Snowflake query performance on Iceberg external tables is lower than on native managed tables. Iceberg external tables lack micro-partition optimisation, certain clustering key configurations, and materialised view support. All three of which are available on native managed tables. Teams running heavy analytical workloads directly against Snowflake should factor this degradation into their architecture evaluation.
When does the Iceberg approach make financial sense?
Iceberg becomes financially justified at very large data volumes, typically 50TB or above, where eliminating storage duplication and cross-platform egress costs outweighs the migration and sustained operational overhead. It makes most sense when both teams already co-own ADLS infrastructure and the full migration cost is budgeted upfront rather than discovered after go-live.
Can Fabric Mirroring and Iceberg External Tables be used together?

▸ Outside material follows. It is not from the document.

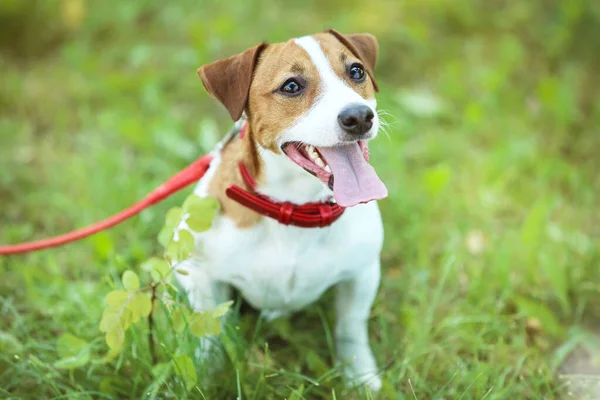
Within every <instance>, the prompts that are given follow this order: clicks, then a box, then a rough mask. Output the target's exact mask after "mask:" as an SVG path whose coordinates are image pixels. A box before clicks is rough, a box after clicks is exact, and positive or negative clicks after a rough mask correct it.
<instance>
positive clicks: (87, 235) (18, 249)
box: [0, 154, 212, 256]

Yes. A hybrid pattern works in production. Mirroring handles most curated and frequently consumed tables. Iceberg applies selectively to a small number of very large or cost-sensitive datasets. Both coexist within a single Fabric workspace, maintaining a unified consumption layer while allowing workload-level format optimisation.
Is the Iceberg approach reversible if it proves insufficient?
Reversing the Iceberg approach is a significant engineering project. Each table requires DDL changes, data migration, and upstream pipeline updates to redirect writes back to native managed format. Mirroring, by contrast, can be disabled in Fabric with Snowflake structure and all existing pipelines remaining completely intact.